Oil steady with producers' meeting, US data on horizon

Published September 20, 2016 Updated September 20, 2016 08:39pm

imageLONDON: Oil prices stabilised Tuesday with analysts expecting volatility in the run-up to a producers' meeting next week, while traders are also awaiting the release of US stockpiles data.

Around 1630 GMT, Brent North Sea crude for delivery in November was down four cents at $45.91 a barrel compared with Monday's close.

US benchmark West Texas Intermediate for October firmed 39 cents to $43.69 a barrel.

The commodity plunged last week on supply glut worries but bounced slightly Monday after OPEC member Venezuela said a deal to limit output was close.

Unrest in key producers Libya and Nigeria also raised the prospect their exports would be hit.

Venezuelan President Nicholas Maduro said Sunday that participants in producer talks by the 14-nation OPEC cartel and Russia in Algeria from September 26-28 are working on a deal.

But some analysts said that in the absence of any firm agreement, prices will continue to swing.

"The credibility of bullish production freeze rhetoric from Venezuela is understandably being questioned in the run-up to next week's Algiers meeting, while worries about additional supply (Nigeria, Libya) worsening the global glut add to the mix," noted analysts at traders Accendo Markets.

Crude prices have been dogged by a stubborn supply glut since mid-2014, with prices hitting near 13-year lows in February.

A previous Saudi-led attempt to freeze output fell apart in April when Iran, which had just emerged from years of Western nuclear-linked sanctions, refused to take part.

CMC Markets Singapore analyst Margaret Yang said traders are also "waiting for this week's (US) crude inventory data to find clues of any changes of the supply-demand relationship".

The US energy department is due to release the stockpiles figures on Wednesday.

"Many analysts predict a significant increase in US inventories of over two million barrels, which would indicate ongoing global oversupplies," said analyst Bill Hodder at broker Love Energy.

"These concerns were backed up by comments from Venezuelan Oil Minister Eulogio Del Pino, who suggested that global production would need to be reduced by around 10 percent in order to fall back in line with consumption."

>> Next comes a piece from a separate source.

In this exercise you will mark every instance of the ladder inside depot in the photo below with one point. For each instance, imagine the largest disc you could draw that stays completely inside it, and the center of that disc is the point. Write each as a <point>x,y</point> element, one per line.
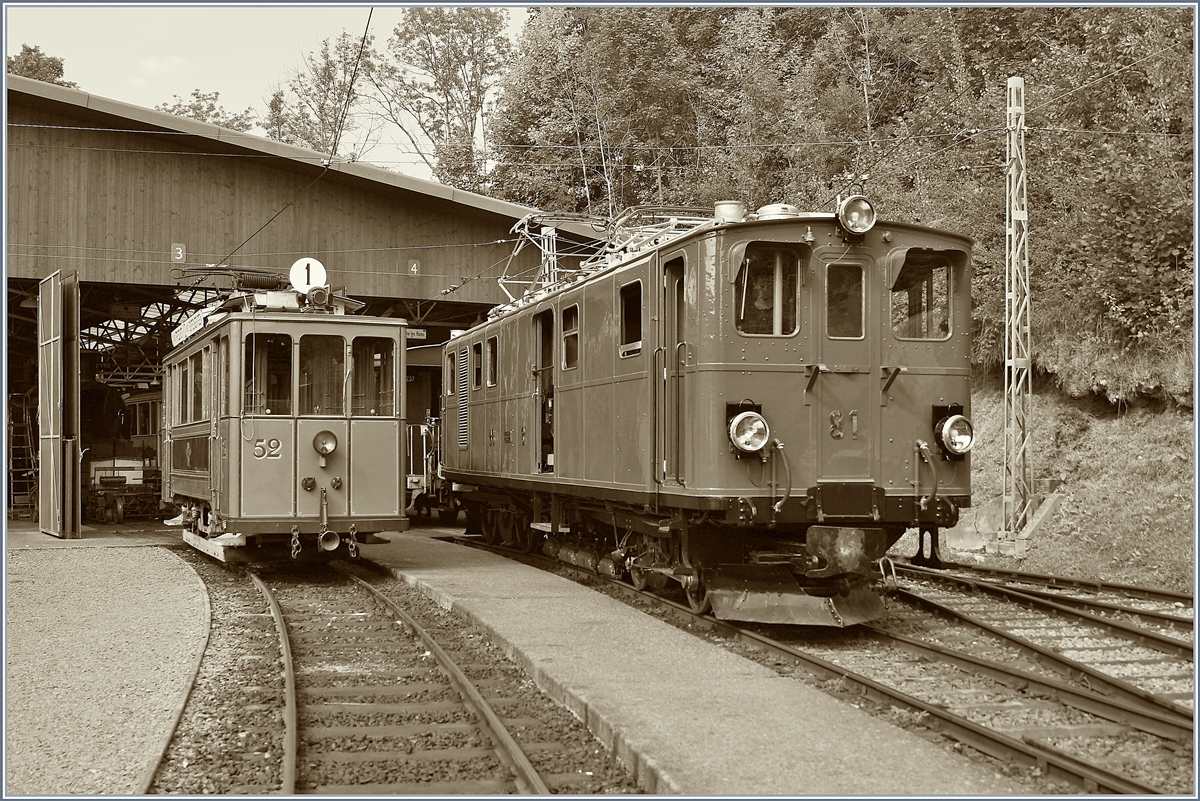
<point>22,459</point>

Meanwhile OPEC chief Mohammed Barkindo warned Tuesday that low crude prices, which have caused sharp drops in investment, posed an eventual threat to supplies.

In order to reverse the fall in investments, by 26 percent last year and a forecast 22 percent this year, "the process of rebalancing the market needs to be fast tracked", Barkindo said at an oil conference in Rome.

On Tuesday, Brazil's state oil company Petrobras announced it will cut investments by 25 percent over the next five years.